How Do I Know If I Actually Have Glaucoma?

Last modified: 
27/03/2012 - 22:04

Contributing Author: Guy Slowik FRCS

The only way for people to determine whether or not they have glaucoma is to be examined by an ophthalmologist, a medical doctor who specializes in eye care. The doctor will perform a number of tests. If there are indications that glaucoma is present, other tests can confirm it.

Checking For "Cupping"

Doctors use eye drops to dilate (enlarge) the pupil so they can look through it to the back of the eye. What they are looking for is abnormal "cupping" at the end of the optic nerve that is visible along the back wall of the eyeball. There is usually a slight depression there. If this depression is abnormally large, it is referred to as cupping. Cupping is often the first indication of glaucoma.

Visual Field Test

The doctor will also perform a visual field test to check your peripheral vision (what you can see on your sides while you are looking straight ahead), since that is the vision that glaucoma destroys first.

Measuring Eye Pressure

The doctor uses a simple and painless technique to measure the pressure within the eye. An anesthetic eye drop is given first, to ease any possible discomfort.

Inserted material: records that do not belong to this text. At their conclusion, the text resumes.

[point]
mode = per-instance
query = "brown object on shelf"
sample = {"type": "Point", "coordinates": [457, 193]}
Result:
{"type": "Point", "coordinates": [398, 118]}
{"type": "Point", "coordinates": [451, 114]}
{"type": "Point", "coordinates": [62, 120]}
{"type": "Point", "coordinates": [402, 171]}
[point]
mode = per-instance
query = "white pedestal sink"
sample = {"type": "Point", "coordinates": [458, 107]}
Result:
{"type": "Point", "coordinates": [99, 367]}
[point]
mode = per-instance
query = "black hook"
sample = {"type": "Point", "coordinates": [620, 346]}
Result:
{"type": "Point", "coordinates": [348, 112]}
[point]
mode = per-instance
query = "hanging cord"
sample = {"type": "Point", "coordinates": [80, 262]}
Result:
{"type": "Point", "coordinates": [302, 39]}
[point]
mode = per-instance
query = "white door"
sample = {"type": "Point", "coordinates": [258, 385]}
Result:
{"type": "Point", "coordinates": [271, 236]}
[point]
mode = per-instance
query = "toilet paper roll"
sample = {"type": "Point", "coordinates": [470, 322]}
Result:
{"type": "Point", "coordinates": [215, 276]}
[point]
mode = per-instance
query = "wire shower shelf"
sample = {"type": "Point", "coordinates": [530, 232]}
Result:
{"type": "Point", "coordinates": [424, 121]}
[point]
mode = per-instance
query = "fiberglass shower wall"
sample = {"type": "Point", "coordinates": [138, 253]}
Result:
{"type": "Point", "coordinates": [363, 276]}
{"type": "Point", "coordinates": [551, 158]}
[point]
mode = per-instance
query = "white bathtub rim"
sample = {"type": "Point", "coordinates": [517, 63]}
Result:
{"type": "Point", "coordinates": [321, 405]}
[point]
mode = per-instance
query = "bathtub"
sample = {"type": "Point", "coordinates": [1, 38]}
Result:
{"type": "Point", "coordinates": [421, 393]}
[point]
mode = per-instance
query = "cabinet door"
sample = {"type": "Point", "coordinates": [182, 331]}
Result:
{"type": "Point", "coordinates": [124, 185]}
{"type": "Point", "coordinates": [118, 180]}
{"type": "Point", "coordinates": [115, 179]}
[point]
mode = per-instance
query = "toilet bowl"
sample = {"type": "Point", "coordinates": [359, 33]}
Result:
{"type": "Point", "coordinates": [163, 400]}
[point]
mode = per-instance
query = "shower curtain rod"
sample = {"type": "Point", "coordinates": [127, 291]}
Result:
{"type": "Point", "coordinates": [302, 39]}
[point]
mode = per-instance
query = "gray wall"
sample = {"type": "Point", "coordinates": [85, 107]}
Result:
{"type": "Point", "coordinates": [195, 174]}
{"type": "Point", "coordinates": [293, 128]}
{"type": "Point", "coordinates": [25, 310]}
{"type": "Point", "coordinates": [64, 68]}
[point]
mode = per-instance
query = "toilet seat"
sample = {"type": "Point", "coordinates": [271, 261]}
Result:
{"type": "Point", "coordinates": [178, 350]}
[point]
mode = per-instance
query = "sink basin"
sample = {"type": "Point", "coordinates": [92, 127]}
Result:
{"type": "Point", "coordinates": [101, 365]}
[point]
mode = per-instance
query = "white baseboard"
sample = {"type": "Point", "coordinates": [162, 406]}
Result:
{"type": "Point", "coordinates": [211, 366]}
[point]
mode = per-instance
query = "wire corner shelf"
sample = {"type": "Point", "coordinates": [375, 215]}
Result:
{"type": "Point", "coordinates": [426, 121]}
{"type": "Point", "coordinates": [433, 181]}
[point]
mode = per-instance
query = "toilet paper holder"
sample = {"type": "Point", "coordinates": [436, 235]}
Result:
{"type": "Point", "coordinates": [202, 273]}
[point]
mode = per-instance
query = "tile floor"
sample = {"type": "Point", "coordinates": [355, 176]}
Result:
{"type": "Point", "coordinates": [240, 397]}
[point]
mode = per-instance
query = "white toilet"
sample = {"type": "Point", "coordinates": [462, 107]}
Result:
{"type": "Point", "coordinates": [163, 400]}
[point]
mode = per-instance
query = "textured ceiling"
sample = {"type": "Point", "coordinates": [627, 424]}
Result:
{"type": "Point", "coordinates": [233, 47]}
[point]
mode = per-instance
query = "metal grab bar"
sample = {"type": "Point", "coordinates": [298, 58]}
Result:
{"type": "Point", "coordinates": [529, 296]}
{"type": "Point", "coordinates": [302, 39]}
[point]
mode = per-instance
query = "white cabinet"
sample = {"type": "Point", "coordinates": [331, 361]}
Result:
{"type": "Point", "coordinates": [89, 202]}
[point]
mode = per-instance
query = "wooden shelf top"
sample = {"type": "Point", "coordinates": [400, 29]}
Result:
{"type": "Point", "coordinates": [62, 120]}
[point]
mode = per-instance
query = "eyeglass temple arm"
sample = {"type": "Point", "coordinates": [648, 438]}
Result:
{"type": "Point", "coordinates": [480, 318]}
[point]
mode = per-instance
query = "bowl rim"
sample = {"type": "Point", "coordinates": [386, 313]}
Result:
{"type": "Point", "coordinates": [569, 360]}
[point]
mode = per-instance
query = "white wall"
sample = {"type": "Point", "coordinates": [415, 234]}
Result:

If the first three tests indicated that glaucoma might be developing, there are two more tests that can be performed.

  • Gonioscopy. In this test, doctors place a lens on the surface of the eye to study the drainage channels that should be taking aqueous humor out of the eye. This can help determine whether glaucoma exists and, if so, what type it is.
  • Photographing the optic nerve. While the eyes are dilated, photographs are taken of the optic nerve. These are studied and kept so the doctor can determine if the condition is changing.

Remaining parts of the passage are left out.